Chacun je pense, a entendu parler de ce qui fut sans doute l’un des évènements politique majeur du XVIe siècle (1550 et 1551) dont les conséquences furent immenses pour la colonisation non seulement de l’Amérique du Sud, mais également sur celle de l’ensemble du continent américain.

De quoi s’agit-il ? de deux choses en fait. L’une est un évènement inscrit dans l’Histoire l’autre d’un écrit prenant appui ou prétexte sur l’évènement en question.

 

Concernant l’évènement historique, c’est sur une demande de Charles Quint que fut organisé ce débat qui opposa essentiellement le dominicain Bartolomé de Las Casas au théologien Juan Ginès de Sepùlveda. Le débat devait porter sur le sort réservé aux Indiens colonisés et aux modalités de leur évangélisation. Les uns prêchant l’exemple et les autres la contrainte. Nous n’entrerons pas dans les détails des arguments des uns et des autres. Soulignons simplement que la conséquence fut sans doute un « meilleur » traitement supposément destiné aux indiens mais paradoxalement et pour ne pas gêner les colons ceux-ci furent remplacés par des noirs qui paieront très cher les conclusions de cette confrontation notamment par leur déplacement et leur mise en esclavage de l’Afrique vers les plantations du continent nord et sud américain.

 

Le roman dramatique de Jean-Claude Carrière paru en 1992 fut adapté pour le théâtre ainsi qu’à la télévision.(https://www.youtube.com/watch?v=0fJkaB871e4) Il se proposait d’opposer deux thèses, l’une qui soutenaient que les Indiens avaient une âme et les autres soutenant qu’ils n’en possédaient pas et que donc il était loisible de les traiter autrement que des hommes. Soulignons que ce débat n’a jamais été celui de la Controverse historique.

 

Bien entendu, la différenciation entre les humains en particulier au niveau des droits est bien antérieure au XVIe siècle.
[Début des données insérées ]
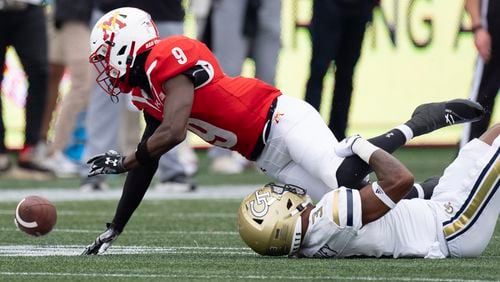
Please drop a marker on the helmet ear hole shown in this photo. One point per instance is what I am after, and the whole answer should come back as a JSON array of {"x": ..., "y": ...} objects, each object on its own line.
[
  {"x": 122, "y": 50},
  {"x": 258, "y": 221}
]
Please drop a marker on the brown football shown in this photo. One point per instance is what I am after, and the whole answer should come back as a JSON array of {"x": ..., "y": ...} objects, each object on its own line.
[{"x": 35, "y": 215}]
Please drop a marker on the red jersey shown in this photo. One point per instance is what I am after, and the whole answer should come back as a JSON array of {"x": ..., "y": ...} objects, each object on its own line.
[{"x": 227, "y": 112}]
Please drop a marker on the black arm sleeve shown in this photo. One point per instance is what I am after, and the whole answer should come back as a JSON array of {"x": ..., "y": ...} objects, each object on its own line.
[
  {"x": 137, "y": 182},
  {"x": 353, "y": 170}
]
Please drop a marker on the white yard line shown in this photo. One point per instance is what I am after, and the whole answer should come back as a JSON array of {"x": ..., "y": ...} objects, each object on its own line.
[
  {"x": 235, "y": 277},
  {"x": 75, "y": 250},
  {"x": 71, "y": 194}
]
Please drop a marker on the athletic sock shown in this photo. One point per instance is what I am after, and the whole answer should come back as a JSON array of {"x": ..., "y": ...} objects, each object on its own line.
[{"x": 393, "y": 139}]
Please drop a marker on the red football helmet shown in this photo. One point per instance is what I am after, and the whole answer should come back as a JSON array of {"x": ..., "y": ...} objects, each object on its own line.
[{"x": 116, "y": 40}]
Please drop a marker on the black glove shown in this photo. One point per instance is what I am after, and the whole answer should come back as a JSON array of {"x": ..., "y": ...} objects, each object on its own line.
[
  {"x": 109, "y": 163},
  {"x": 103, "y": 241}
]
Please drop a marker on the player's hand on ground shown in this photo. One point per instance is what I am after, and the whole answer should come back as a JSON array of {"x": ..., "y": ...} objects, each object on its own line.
[
  {"x": 102, "y": 242},
  {"x": 343, "y": 149},
  {"x": 109, "y": 163}
]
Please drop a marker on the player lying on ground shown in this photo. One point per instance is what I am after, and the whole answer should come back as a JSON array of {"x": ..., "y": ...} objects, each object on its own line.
[
  {"x": 179, "y": 85},
  {"x": 458, "y": 220}
]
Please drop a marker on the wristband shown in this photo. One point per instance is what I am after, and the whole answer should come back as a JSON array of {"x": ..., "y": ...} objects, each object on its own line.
[
  {"x": 364, "y": 149},
  {"x": 142, "y": 154},
  {"x": 476, "y": 28},
  {"x": 379, "y": 192}
]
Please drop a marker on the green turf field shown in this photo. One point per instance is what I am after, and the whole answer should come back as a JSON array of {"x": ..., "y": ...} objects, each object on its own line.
[{"x": 197, "y": 239}]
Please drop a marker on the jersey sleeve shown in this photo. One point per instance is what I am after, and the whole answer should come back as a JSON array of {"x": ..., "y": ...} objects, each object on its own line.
[
  {"x": 342, "y": 207},
  {"x": 172, "y": 58},
  {"x": 332, "y": 224}
]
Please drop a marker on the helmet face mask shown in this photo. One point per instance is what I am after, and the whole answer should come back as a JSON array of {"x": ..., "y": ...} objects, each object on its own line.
[
  {"x": 269, "y": 219},
  {"x": 116, "y": 40}
]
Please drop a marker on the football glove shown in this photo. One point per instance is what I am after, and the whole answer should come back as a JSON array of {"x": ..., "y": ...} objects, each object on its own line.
[
  {"x": 109, "y": 163},
  {"x": 102, "y": 242},
  {"x": 343, "y": 149}
]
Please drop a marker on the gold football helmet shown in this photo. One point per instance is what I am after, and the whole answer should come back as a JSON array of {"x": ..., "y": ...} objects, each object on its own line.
[{"x": 269, "y": 219}]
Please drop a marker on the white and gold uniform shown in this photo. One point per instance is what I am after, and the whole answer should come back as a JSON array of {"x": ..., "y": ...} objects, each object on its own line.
[{"x": 458, "y": 221}]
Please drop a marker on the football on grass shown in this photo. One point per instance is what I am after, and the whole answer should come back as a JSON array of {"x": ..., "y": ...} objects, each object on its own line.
[{"x": 35, "y": 215}]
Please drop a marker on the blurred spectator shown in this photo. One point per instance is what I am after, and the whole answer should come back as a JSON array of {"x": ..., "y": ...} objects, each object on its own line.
[
  {"x": 178, "y": 165},
  {"x": 485, "y": 17},
  {"x": 200, "y": 10},
  {"x": 23, "y": 27},
  {"x": 337, "y": 31},
  {"x": 242, "y": 29},
  {"x": 69, "y": 33}
]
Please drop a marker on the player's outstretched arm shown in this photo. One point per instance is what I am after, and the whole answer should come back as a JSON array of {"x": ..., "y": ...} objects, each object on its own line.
[
  {"x": 394, "y": 180},
  {"x": 172, "y": 130},
  {"x": 134, "y": 189}
]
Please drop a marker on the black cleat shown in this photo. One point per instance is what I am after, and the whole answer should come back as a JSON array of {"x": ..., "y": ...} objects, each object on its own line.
[{"x": 429, "y": 117}]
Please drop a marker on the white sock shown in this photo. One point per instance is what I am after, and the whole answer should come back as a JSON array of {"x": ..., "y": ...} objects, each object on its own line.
[
  {"x": 420, "y": 190},
  {"x": 406, "y": 130}
]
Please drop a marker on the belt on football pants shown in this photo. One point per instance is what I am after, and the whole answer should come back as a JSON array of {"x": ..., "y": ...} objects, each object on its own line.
[{"x": 261, "y": 141}]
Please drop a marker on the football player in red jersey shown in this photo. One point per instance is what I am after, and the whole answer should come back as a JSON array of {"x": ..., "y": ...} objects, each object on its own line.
[{"x": 179, "y": 85}]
On peut dire qu’elle a plus ou moins toujours existé et qu’elle demeure bien entendu encore aujourd’hui, chacun peut aisément le constater et qu’elle ne disparaîtra pas de sitôt, exemple entre les hommes et les femmes. Mais que c’est plus radicalement, qu’il puisse exister des êtres ayant toutes les qualités d’êtres humains mais qui se trouvent de fait séparés, dépouillés de leur humanité.

 

Il n’est pas inutile de lire ou de relire la Déclaration des Droits de l’Homme et du Citoyen[1]. Celle-ci proclame que « Les hommes naissent et demeurent libres et égaux en droits ». Ceci est bien connu et fonde notre idéal démocratique des sociétés modernes . Ce texte est et demeure depuis la Révolution Française un texte profondément révolutionnaire. Mais il ne fait pas mention de la définition de ceux qui sont l’objet de ce texte. Qui sont donc ces hommes et ces citoyens dont nous parle ce texte ?

 

C’est bien là entre autre que le bât blesse et ouvre le champ à une mise en question de l’inégalité absolue entre les humains . L’idéologie nazie en refusant le statut d’être humain aux juifs, aux handicapés, aux malades mentaux et à bien d’autres catégories de la population notamment les Tziganes à en quelque sorte ouvert la voie.

 

Cette idéologie fait partie de l’Histoire et pourrait sembler en quelque sorte enterrée du fait de sa condamnation unanime. Pourtant j’en vois pour ma part la résurgence insidieuse dans les propos de ceux qui face aux conséquences de l’épidémie prônent sans vergogne la distinction entre les individus utiles à la société et qu’il faudrait pouvoir autoriser à vivre comme ils l’entendent, c’est-à-dire sans restriction, et les autres qui, trop âgés ou trop marqués dans leur corps par la vie et la maladie sont à la merci de ce virus et qu’il faudrait cloîtrer ou laisser tranquillement exposés aux conséquences de la population la plus jeune et la plus vaillante. Roland Gori nous dit que l’idéologie nazie a infiltré nos discours. Je suis de plus en plus enclin à le croire.

 

Dr Laurent Le Vaguerèse

[1] https://www.elysee.fr/la-presidence/la-declaration-des-droits-de-l-homme-et-du-citoyen

https://www.youtube.com/watch?v=OHkpxGUo9Cc

 

 

La contribution de Roland Gori

ROLAND GORI[1]

 

 
Suite au texte de Laurent Le Vaguerèse s’inquiétant de la résurgence d’une idéologie qui « évalue » les droits d’existence des « citoyens » à l’aune de leur  « qualité de vie », de leur « utilité sociale » ou de leur « espérance de vie » , je tombe ce matin, 5 février 2021, sur une tribune publiée le 5 février par Libération, datée du 1e février et  co-signée par Vincent Puybasset, étudiant en histoire et Odile Launay, professeure de maladies infectieuses à l’Université de Paris, respectivement représentant pour l’un, la jeune génération,  et pour l’autre, l’ancienne.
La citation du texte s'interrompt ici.